Friday, January 5, 2007

The Economics of Hurricanes- the Inconvenient Truth


A new working paper by Nordhaus- The Economics of Hurricanes in the United States;

"The year 2005 brought record numbers of hurricanes and storm damages to the United States. Was this a foretaste of increasingly destructive hurricanes in an era of global warming? This study examines the economic impacts of U.S. hurricanes. The major conclusions are the following: First, there appears to be an increase in the frequency and intensity of tropical cyclones in the North Atlantic. Second, there are substantial vulnerabilities to intense hurricanes in the Atlantic coastal United States. Damages appear to rise with the eighth power of maximum wind speed. Third, greenhouse warming is likely to lead to stronger hurricanes, but the evidence on hurricane frequency is unclear. We estimate that the average annual U.S. hurricane damages will increase by $8 billion at 2005 incomes (0.06 percent of GDP) due to global warming. However, this number may be underestimated by current storm models. Fourth, 2005 appears to have been a quadruple outlier, involving a record number of North Atlantic tropical cyclones, a large fraction of intense storms, a large fraction of the intense storms making landfall in the United States, and an intense storm hitting the most vulnerable high-value region in the country."

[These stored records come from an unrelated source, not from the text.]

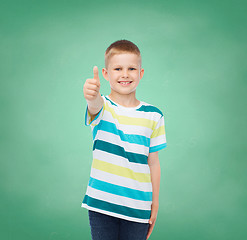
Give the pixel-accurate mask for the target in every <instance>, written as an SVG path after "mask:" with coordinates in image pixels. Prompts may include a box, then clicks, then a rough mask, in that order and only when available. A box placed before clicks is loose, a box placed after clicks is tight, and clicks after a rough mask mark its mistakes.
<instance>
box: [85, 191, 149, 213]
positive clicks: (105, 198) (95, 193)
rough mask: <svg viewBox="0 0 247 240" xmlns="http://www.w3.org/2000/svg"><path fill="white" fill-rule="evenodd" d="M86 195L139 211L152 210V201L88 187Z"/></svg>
mask: <svg viewBox="0 0 247 240" xmlns="http://www.w3.org/2000/svg"><path fill="white" fill-rule="evenodd" d="M86 194H87V195H88V196H90V197H92V198H96V199H99V200H103V201H106V202H110V203H114V204H117V205H121V206H125V207H130V208H135V209H139V210H151V204H152V201H141V200H136V199H132V198H128V197H124V196H119V195H116V194H112V193H108V192H104V191H101V190H97V189H95V188H91V187H90V186H88V187H87V192H86Z"/></svg>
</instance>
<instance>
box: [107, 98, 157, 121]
mask: <svg viewBox="0 0 247 240" xmlns="http://www.w3.org/2000/svg"><path fill="white" fill-rule="evenodd" d="M105 101H106V103H107V104H108V106H109V107H110V108H111V109H113V110H114V112H116V113H117V114H118V115H119V116H129V117H133V118H140V116H141V118H144V119H150V114H151V115H152V117H153V118H154V119H152V120H154V121H158V120H159V119H160V116H161V115H160V113H158V112H151V113H150V112H144V111H135V110H133V111H129V110H126V111H124V109H122V108H121V109H119V108H118V107H117V106H115V105H112V104H111V102H109V101H108V100H106V99H105ZM142 105H144V106H152V107H155V106H154V105H152V104H149V103H146V102H143V101H142Z"/></svg>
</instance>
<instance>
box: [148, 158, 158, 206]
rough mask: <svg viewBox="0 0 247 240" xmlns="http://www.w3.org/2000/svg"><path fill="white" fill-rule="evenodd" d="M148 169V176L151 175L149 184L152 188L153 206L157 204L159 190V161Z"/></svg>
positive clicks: (153, 164) (157, 204)
mask: <svg viewBox="0 0 247 240" xmlns="http://www.w3.org/2000/svg"><path fill="white" fill-rule="evenodd" d="M149 167H150V174H151V182H152V188H153V194H152V195H153V197H152V202H153V204H157V205H158V204H159V190H160V163H159V160H158V159H156V162H155V163H154V164H152V165H150V166H149Z"/></svg>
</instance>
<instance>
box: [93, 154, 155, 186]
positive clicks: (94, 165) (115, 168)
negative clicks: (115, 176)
mask: <svg viewBox="0 0 247 240" xmlns="http://www.w3.org/2000/svg"><path fill="white" fill-rule="evenodd" d="M92 167H93V168H96V169H98V170H101V171H104V172H108V173H112V174H115V175H118V176H121V177H126V178H130V179H133V180H136V181H138V182H151V177H150V174H149V173H137V172H134V171H133V170H131V169H129V168H125V167H121V166H118V165H115V164H112V163H108V162H104V161H101V160H99V159H95V158H94V159H93V164H92Z"/></svg>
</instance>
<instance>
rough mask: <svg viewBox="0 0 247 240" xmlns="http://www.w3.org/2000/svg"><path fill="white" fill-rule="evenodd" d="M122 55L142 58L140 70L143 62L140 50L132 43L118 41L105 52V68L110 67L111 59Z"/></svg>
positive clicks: (124, 41)
mask: <svg viewBox="0 0 247 240" xmlns="http://www.w3.org/2000/svg"><path fill="white" fill-rule="evenodd" d="M121 53H134V54H136V55H138V56H139V58H140V68H141V64H142V60H141V52H140V50H139V48H138V47H137V46H136V45H135V44H134V43H133V42H131V41H128V40H125V39H123V40H118V41H116V42H114V43H112V44H111V45H110V46H109V47H108V48H107V49H106V51H105V68H107V67H108V63H109V59H110V58H111V57H112V56H114V55H116V54H121Z"/></svg>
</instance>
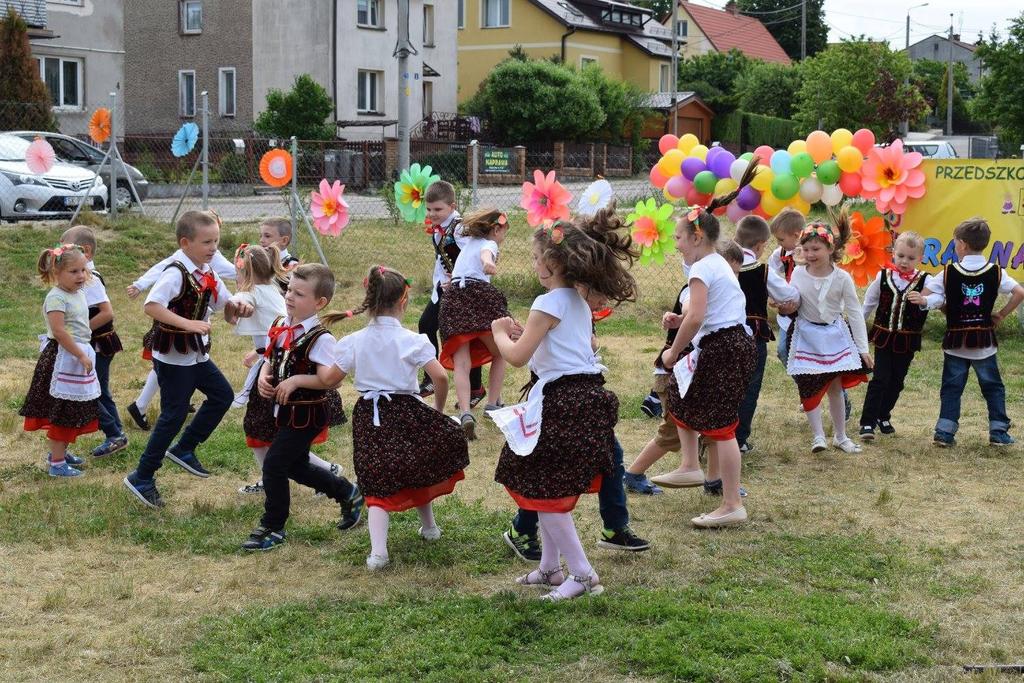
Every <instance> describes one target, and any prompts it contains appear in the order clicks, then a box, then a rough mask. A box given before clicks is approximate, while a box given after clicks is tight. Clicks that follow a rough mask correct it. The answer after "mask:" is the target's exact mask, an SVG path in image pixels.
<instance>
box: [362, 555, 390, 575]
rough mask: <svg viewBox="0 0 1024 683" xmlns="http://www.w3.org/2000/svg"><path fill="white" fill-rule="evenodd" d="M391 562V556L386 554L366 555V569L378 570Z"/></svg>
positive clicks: (377, 570)
mask: <svg viewBox="0 0 1024 683" xmlns="http://www.w3.org/2000/svg"><path fill="white" fill-rule="evenodd" d="M390 563H391V558H389V557H388V556H387V555H369V556H368V557H367V569H369V570H370V571H380V570H381V569H383V568H384V567H386V566H387V565H388V564H390Z"/></svg>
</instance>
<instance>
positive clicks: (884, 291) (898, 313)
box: [869, 268, 928, 353]
mask: <svg viewBox="0 0 1024 683" xmlns="http://www.w3.org/2000/svg"><path fill="white" fill-rule="evenodd" d="M896 276H898V275H896V274H895V273H894V272H893V271H892V270H889V269H888V268H887V269H885V270H883V271H882V282H881V284H880V286H879V307H878V308H876V309H874V324H873V325H872V326H871V331H870V340H869V341H870V342H871V343H873V344H874V347H876V348H884V349H888V350H890V351H892V352H893V353H914V352H916V351H920V350H921V331H922V330H923V329H924V327H925V319H926V318H927V317H928V309H927V308H922V307H921V306H918V305H914V304H912V303H910V302H909V301H907V300H906V296H907V295H908V294H909V293H910V292H921V291H922V290H923V289H925V273H924V272H919V273H918V274H916V275H915V276H914V279H913V280H911V281H910V283H909V284H908V285H907V286H906V289H904V290H903V291H900V290H899V288H897V287H896V285H895V284H894V282H893V279H894V278H896Z"/></svg>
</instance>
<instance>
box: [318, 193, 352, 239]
mask: <svg viewBox="0 0 1024 683" xmlns="http://www.w3.org/2000/svg"><path fill="white" fill-rule="evenodd" d="M344 191H345V185H343V184H341V181H340V180H335V181H334V184H333V185H331V184H328V181H327V180H326V179H324V180H321V190H319V191H318V193H317V191H316V190H313V191H312V194H311V195H310V196H309V197H310V199H311V203H310V207H309V210H310V211H311V212H312V214H313V225H314V226H316V229H317V230H319V231H321V233H322V234H330V236H332V237H335V238H336V237H338V236H339V234H341V231H342V230H343V229H345V226H346V225H348V203H347V202H345V200H343V199H341V194H342V193H344Z"/></svg>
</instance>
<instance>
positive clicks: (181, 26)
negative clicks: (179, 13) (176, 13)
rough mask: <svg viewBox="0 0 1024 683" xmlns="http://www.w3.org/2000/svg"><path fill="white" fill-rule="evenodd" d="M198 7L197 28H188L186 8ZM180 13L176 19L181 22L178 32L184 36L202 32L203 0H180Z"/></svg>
mask: <svg viewBox="0 0 1024 683" xmlns="http://www.w3.org/2000/svg"><path fill="white" fill-rule="evenodd" d="M189 7H199V28H198V29H189V28H188V8H189ZM180 8H181V9H180V11H181V14H180V16H179V18H178V20H179V22H180V23H181V28H180V32H181V34H182V35H184V36H198V35H199V34H201V33H203V0H181V4H180Z"/></svg>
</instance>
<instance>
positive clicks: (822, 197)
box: [821, 185, 843, 206]
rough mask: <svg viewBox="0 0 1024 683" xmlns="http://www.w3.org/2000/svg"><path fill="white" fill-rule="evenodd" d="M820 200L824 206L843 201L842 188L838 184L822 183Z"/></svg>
mask: <svg viewBox="0 0 1024 683" xmlns="http://www.w3.org/2000/svg"><path fill="white" fill-rule="evenodd" d="M821 201H822V202H824V205H825V206H836V205H837V204H839V203H840V202H842V201H843V190H842V189H840V188H839V185H824V186H823V187H822V188H821Z"/></svg>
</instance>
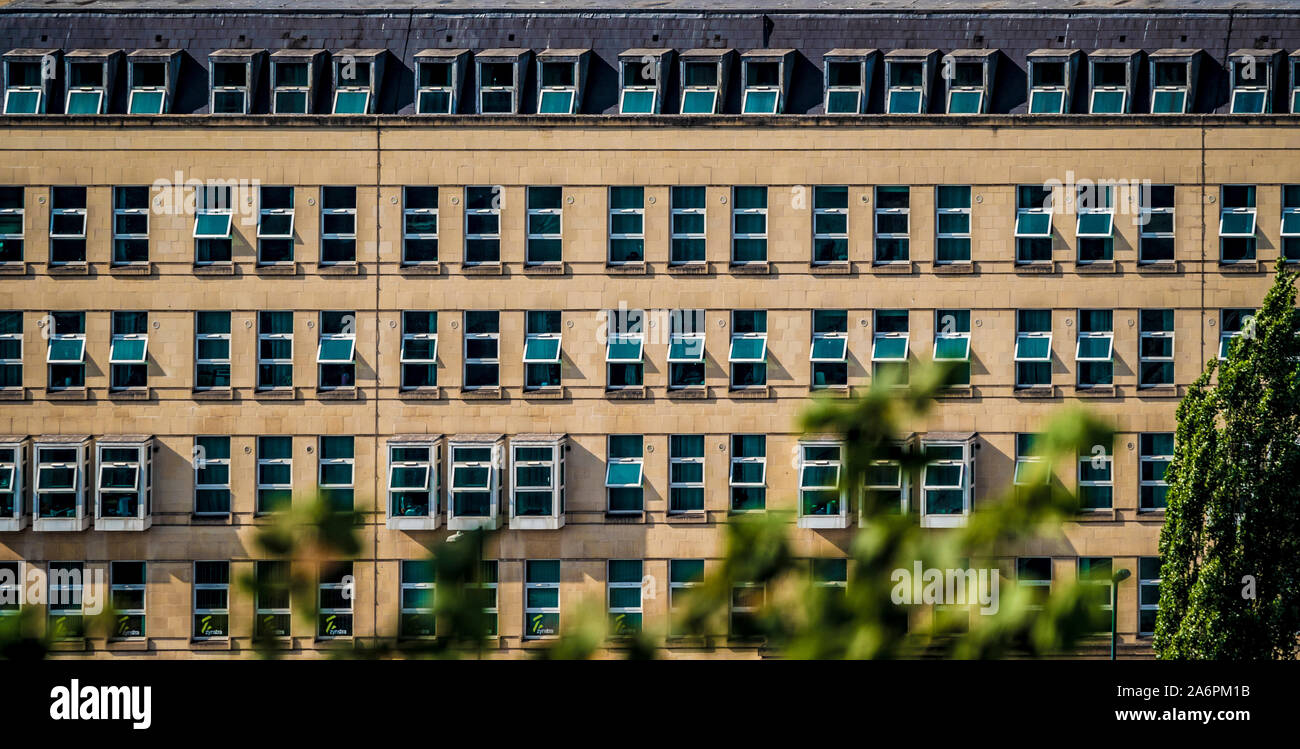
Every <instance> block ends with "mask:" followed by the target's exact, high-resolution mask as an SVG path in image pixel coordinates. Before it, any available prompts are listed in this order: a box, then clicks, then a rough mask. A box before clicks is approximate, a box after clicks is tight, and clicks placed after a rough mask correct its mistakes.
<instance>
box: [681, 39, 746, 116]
mask: <svg viewBox="0 0 1300 749" xmlns="http://www.w3.org/2000/svg"><path fill="white" fill-rule="evenodd" d="M735 56H736V53H735V52H733V51H732V49H686V51H685V52H682V53H681V108H680V112H681V113H682V114H719V113H722V111H723V105H724V104H725V101H727V79H728V78H729V77H731V66H732V59H733V57H735Z"/></svg>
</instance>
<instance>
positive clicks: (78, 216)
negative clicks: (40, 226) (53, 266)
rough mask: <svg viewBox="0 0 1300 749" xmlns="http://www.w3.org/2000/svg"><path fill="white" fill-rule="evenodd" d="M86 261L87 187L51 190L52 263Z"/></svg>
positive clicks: (50, 245) (49, 218)
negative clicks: (86, 212)
mask: <svg viewBox="0 0 1300 749" xmlns="http://www.w3.org/2000/svg"><path fill="white" fill-rule="evenodd" d="M85 261H86V189H85V187H51V189H49V264H51V265H68V264H73V263H85Z"/></svg>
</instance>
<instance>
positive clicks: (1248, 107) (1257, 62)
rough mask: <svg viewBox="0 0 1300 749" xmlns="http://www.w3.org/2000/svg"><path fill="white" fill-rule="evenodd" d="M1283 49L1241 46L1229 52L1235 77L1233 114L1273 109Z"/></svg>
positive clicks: (1233, 98)
mask: <svg viewBox="0 0 1300 749" xmlns="http://www.w3.org/2000/svg"><path fill="white" fill-rule="evenodd" d="M1281 65H1282V49H1238V51H1236V52H1232V53H1231V55H1229V73H1230V74H1231V77H1232V99H1231V101H1230V107H1229V112H1230V113H1232V114H1268V113H1270V112H1273V94H1274V88H1275V87H1277V78H1278V68H1279V66H1281Z"/></svg>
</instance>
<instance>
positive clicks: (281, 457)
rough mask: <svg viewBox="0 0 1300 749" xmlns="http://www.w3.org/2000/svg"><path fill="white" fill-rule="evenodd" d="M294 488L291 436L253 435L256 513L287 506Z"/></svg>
mask: <svg viewBox="0 0 1300 749" xmlns="http://www.w3.org/2000/svg"><path fill="white" fill-rule="evenodd" d="M292 492H294V438H292V437H259V438H257V514H259V515H264V514H266V512H277V511H281V510H287V508H289V505H290V502H291V497H292Z"/></svg>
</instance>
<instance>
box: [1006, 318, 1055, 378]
mask: <svg viewBox="0 0 1300 749" xmlns="http://www.w3.org/2000/svg"><path fill="white" fill-rule="evenodd" d="M1050 385H1052V311H1050V309H1017V311H1015V386H1017V388H1041V386H1050Z"/></svg>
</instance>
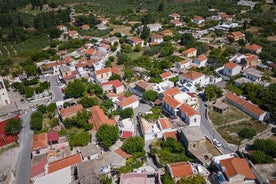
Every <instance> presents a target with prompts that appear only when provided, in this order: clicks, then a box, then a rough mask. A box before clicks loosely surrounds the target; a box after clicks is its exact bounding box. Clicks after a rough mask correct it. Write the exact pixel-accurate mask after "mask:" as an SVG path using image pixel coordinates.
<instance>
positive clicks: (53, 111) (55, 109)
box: [46, 103, 57, 117]
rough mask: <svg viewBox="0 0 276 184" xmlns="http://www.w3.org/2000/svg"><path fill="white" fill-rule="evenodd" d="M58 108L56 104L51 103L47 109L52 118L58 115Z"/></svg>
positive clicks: (46, 107)
mask: <svg viewBox="0 0 276 184" xmlns="http://www.w3.org/2000/svg"><path fill="white" fill-rule="evenodd" d="M56 109H57V106H56V104H55V103H51V104H49V105H48V106H47V107H46V110H47V113H48V115H49V116H50V117H53V115H54V114H55V113H56Z"/></svg>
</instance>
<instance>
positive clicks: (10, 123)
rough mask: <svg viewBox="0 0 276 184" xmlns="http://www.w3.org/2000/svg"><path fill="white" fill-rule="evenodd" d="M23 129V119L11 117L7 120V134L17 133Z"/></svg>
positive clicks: (13, 133)
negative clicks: (21, 120) (18, 119)
mask: <svg viewBox="0 0 276 184" xmlns="http://www.w3.org/2000/svg"><path fill="white" fill-rule="evenodd" d="M21 129H22V121H21V120H20V119H19V120H16V119H14V118H13V119H10V120H8V121H7V123H6V126H5V128H4V130H5V133H6V134H7V135H17V134H19V133H20V132H21Z"/></svg>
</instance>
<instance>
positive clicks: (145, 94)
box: [143, 90, 158, 101]
mask: <svg viewBox="0 0 276 184" xmlns="http://www.w3.org/2000/svg"><path fill="white" fill-rule="evenodd" d="M143 98H144V99H145V100H149V101H154V100H156V99H157V98H158V93H157V92H156V91H153V90H148V91H145V92H144V93H143Z"/></svg>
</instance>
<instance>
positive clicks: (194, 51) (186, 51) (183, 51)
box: [182, 47, 197, 58]
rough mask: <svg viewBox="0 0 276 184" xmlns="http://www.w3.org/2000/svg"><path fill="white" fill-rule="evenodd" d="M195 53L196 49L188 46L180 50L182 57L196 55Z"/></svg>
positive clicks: (189, 57) (192, 47) (194, 56)
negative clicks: (182, 50) (187, 46)
mask: <svg viewBox="0 0 276 184" xmlns="http://www.w3.org/2000/svg"><path fill="white" fill-rule="evenodd" d="M196 54H197V49H196V48H193V47H192V48H189V49H187V50H184V51H183V52H182V55H183V56H184V57H187V58H190V57H196Z"/></svg>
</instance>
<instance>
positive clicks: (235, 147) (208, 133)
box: [199, 97, 237, 154]
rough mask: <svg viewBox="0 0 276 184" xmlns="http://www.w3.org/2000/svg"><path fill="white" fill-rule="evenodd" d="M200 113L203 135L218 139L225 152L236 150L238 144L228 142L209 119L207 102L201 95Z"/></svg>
mask: <svg viewBox="0 0 276 184" xmlns="http://www.w3.org/2000/svg"><path fill="white" fill-rule="evenodd" d="M199 113H200V115H201V122H200V129H201V131H202V133H203V135H205V136H206V137H208V138H209V139H210V140H212V139H217V140H218V141H219V142H220V143H221V145H222V146H221V148H220V149H221V151H222V152H223V153H224V154H227V153H232V152H235V151H236V150H237V146H236V145H232V144H228V143H227V142H226V141H225V140H224V139H223V138H222V137H221V135H220V134H219V133H218V132H217V131H216V129H215V128H214V127H213V125H212V124H211V123H210V121H209V120H208V117H207V116H208V115H207V107H206V103H205V102H204V101H203V100H202V99H201V98H200V97H199Z"/></svg>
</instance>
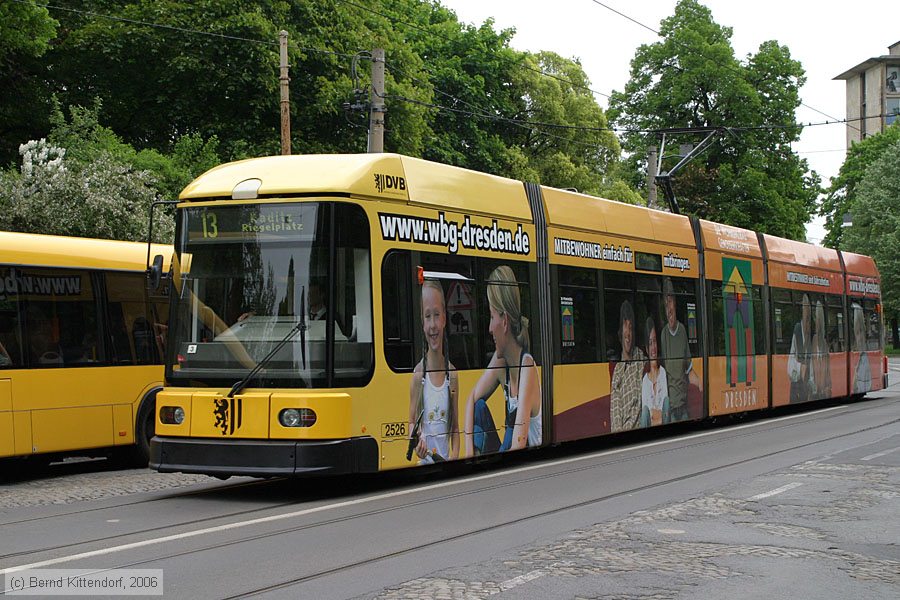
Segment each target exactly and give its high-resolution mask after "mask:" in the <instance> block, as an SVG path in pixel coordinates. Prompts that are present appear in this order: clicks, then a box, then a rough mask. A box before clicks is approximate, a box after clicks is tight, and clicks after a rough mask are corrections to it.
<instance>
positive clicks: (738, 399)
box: [709, 354, 769, 416]
mask: <svg viewBox="0 0 900 600" xmlns="http://www.w3.org/2000/svg"><path fill="white" fill-rule="evenodd" d="M738 360H739V358H738V357H733V358H726V357H724V356H711V357H710V358H709V414H710V416H716V415H727V414H731V413H739V412H746V411H750V410H759V409H762V408H768V406H769V390H768V381H769V377H768V375H769V373H768V369H769V367H768V362H767V360H766V355H765V354H763V355H757V356H753V357H750V361H751V365H750V368H749V369H746V370H744V371H743V372H742V373H740V374H741V375H743V377H739V372H740V368H739V365H738V364H737V362H738Z"/></svg>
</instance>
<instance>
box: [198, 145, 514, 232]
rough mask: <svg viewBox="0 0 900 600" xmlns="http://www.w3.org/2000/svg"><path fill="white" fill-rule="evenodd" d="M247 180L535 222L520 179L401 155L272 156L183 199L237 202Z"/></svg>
mask: <svg viewBox="0 0 900 600" xmlns="http://www.w3.org/2000/svg"><path fill="white" fill-rule="evenodd" d="M248 180H258V181H259V183H258V188H257V190H256V196H257V197H290V196H297V195H311V194H323V195H350V196H353V197H359V198H369V199H376V200H391V201H399V202H406V203H409V204H412V205H417V206H428V207H433V208H439V209H442V210H449V211H458V212H464V213H482V214H488V213H489V214H492V215H497V216H501V217H504V218H508V219H514V220H517V221H520V222H531V220H532V218H531V209H530V208H529V205H528V199H527V197H526V195H525V187H524V186H523V185H522V183H521V182H519V181H515V180H512V179H506V178H503V177H497V176H495V175H488V174H486V173H479V172H477V171H470V170H468V169H462V168H459V167H453V166H449V165H443V164H440V163H434V162H430V161H426V160H422V159H418V158H411V157H408V156H402V155H399V154H311V155H297V156H294V155H292V156H269V157H263V158H252V159H248V160H243V161H238V162H233V163H227V164H224V165H221V166H218V167H215V168H214V169H211V170H209V171H207V172H206V173H204V174H203V175H200V176H199V177H198V178H197V179H195V180H194V181H193V182H192V183H191V184H190V185H188V186H187V188H185V190H184V191H183V192H182V193H181V196H180V198H181V200H187V201H191V200H211V199H222V198H232V197H233V192H234V191H235V188H236V187H237V186H238V185H239V184H242V183H243V182H246V181H248ZM473 199H475V200H473Z"/></svg>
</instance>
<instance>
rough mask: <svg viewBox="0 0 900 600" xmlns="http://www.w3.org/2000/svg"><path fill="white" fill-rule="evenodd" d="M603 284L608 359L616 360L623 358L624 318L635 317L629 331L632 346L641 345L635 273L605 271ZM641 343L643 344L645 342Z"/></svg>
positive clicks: (603, 322) (606, 338) (603, 323)
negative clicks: (626, 286)
mask: <svg viewBox="0 0 900 600" xmlns="http://www.w3.org/2000/svg"><path fill="white" fill-rule="evenodd" d="M603 285H604V290H603V305H604V307H605V310H604V321H603V327H604V330H605V333H606V360H607V361H609V362H614V361H619V360H621V359H622V339H621V337H620V331H619V329H620V325H621V323H622V321H623V320H628V319H629V318H631V319H633V320H632V321H631V323H630V325H631V329H630V331H629V332H628V333H630V335H631V345H632V347H634V346H637V345H639V344H638V340H639V339H640V337H641V336H640V334H639V331H638V330H639V327H638V324H639V323H640V318H639V316H638V315H637V310H636V309H635V295H634V275H631V274H630V273H616V272H609V271H604V272H603ZM612 286H615V287H612ZM626 286H627V288H626ZM623 288H625V289H623ZM640 345H641V346H643V344H640Z"/></svg>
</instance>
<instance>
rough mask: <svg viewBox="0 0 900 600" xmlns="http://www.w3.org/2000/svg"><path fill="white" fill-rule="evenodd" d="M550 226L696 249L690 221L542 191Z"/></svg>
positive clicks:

In the conclusion, Nordhaus writes;

"Finally, we should emphasize that the present economic analysis cannot capture the full social and cultural impacts of devastating hurricanes. We might note that America’s first bellicose Republican President, Thomas Jefferson, threatened to go to war with France and Spain over New Orleans. He thought it the key strategic location in America, writing, “There is on the globe one single spot, the possessor of which is our natural and habitual enemy. It is New Orleans.” While the city’s strategic importance has doubtlessly declined over the last two centuries, Jefferson’s view is a reminder that an economic reckoning cannot capture New Orleans’s position as a unique quarter of American culture and history."